The experimental system is highly automated, and it is able to trigger the MRI machine (Siemens Avanto 1.5T) in sync with the rest of the experimental arrangements. It requires two persons to run the experiments: one setting the operating parameters of the MRI machine and the other running the experiment control system software.
Using this measurement system, it is possible to record about 100 combined MRI- and speech samples during a session of about 1h. Most of the samples are steady vowels (using 3D MRI) but also some phonetically interesting sentences are being imaged (using dynamic sagittal plane scans).
The MRI machine produces a stack of bitmaps stored in a DICOM file. The automatic extraction and artefact removal of the tissue-air interface from these images is a non-trivial task. Our custom software produces surface models that can be used for generating FEM meshes as well as vocal tract area functions. All this can be done with minimal manual effort, and thus large data sets can be processed.
The vocal tract surface extraction code produces surface models as STL files. Such files can be 3D printed at low cost by, e.g., Fused Deposition Modelling (FDM) printers such as the Ultimaker. We have experimented with Ultimaker hardware to produce objects from the vocal tract in all vowel configurations. Even though the anatomic geometry is quite challenging to print using FDM technology, the approach seems promising from both price and quality points of views.
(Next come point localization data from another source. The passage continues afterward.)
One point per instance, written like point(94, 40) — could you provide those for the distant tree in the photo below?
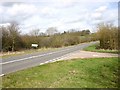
point(108, 36)
point(51, 31)
point(35, 32)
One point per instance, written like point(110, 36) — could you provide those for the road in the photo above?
point(21, 62)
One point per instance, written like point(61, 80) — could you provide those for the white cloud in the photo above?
point(17, 9)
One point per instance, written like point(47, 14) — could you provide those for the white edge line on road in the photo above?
point(32, 57)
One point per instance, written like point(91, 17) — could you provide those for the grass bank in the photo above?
point(92, 48)
point(79, 73)
point(23, 52)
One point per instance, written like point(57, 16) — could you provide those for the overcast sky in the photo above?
point(62, 14)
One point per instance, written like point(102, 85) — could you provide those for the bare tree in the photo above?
point(51, 31)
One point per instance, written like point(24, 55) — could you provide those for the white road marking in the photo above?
point(32, 57)
point(2, 75)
3D printed vocal tract models are expected to be useful in planning oral and maxillofacial surgery just as dental casts have been used in orthodontics for decades. And, of course, they will produce an audible vowel sound if you excite them acoustically at the glottis position.
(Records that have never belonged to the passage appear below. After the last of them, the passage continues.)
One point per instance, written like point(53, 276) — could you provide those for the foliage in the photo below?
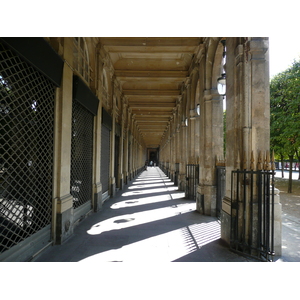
point(285, 112)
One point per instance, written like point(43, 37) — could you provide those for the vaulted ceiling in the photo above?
point(151, 72)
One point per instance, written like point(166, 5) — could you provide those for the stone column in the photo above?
point(63, 200)
point(248, 111)
point(211, 147)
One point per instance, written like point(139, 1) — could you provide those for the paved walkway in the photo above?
point(148, 221)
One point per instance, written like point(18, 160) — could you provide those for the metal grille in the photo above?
point(81, 154)
point(176, 174)
point(105, 155)
point(252, 213)
point(26, 149)
point(117, 146)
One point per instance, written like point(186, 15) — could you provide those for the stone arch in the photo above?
point(210, 62)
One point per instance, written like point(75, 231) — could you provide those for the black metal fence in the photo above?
point(221, 185)
point(252, 213)
point(192, 180)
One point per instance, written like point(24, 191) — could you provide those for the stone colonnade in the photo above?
point(195, 131)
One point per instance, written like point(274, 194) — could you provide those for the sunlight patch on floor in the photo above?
point(128, 220)
point(165, 247)
point(141, 186)
point(157, 190)
point(147, 200)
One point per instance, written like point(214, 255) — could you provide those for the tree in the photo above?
point(285, 114)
The main purpose of the speech data post-processing is to get rid of the acoustic noise, generated by the MRI machine, that contaminates the samples. A significant noise reduction is achieved by the dipole configuration of the sound collector but digital signal processing is needed as well. Our solution is based on 1) the compensation of measured frequency responses of the system, and 2) adaptive spectral filtering using the acoustic noise profiles produced by the MRI sequences.
We get almost clean steady vowel samples but the outcome of the dynamic speech samples is not quite as good.
After many rounds of pilot MRI experiments for finishing up the experimental system, the first data from patients were obtained in autumn 2012. These subjects are patients of oral and maxillofacial surgery in Turku University Hospital. Each patient will be imaged twice: pre- and post-operatively.
The patient data can only be used within the strong restrictions imposed by the Research Ethics Board. We are, however, able to provide some separate datasets for educational use and academic research here.
Teeth are not visible in MRI due to their low hydrogen content but they are an important acoustic element of the vocal tract. Hence, it is necessary to add separately imaged teeth geometry into the soft tissue geometry.
Optical scans of teeth or digitalised dental casts can be readily obtained from the patients but the alignment of the two geometries is a non-trivial problem. Markers containing vegetable oil, attached to the surface of the teeth, appear to be a practical approach that produces sufficient MRI visibility.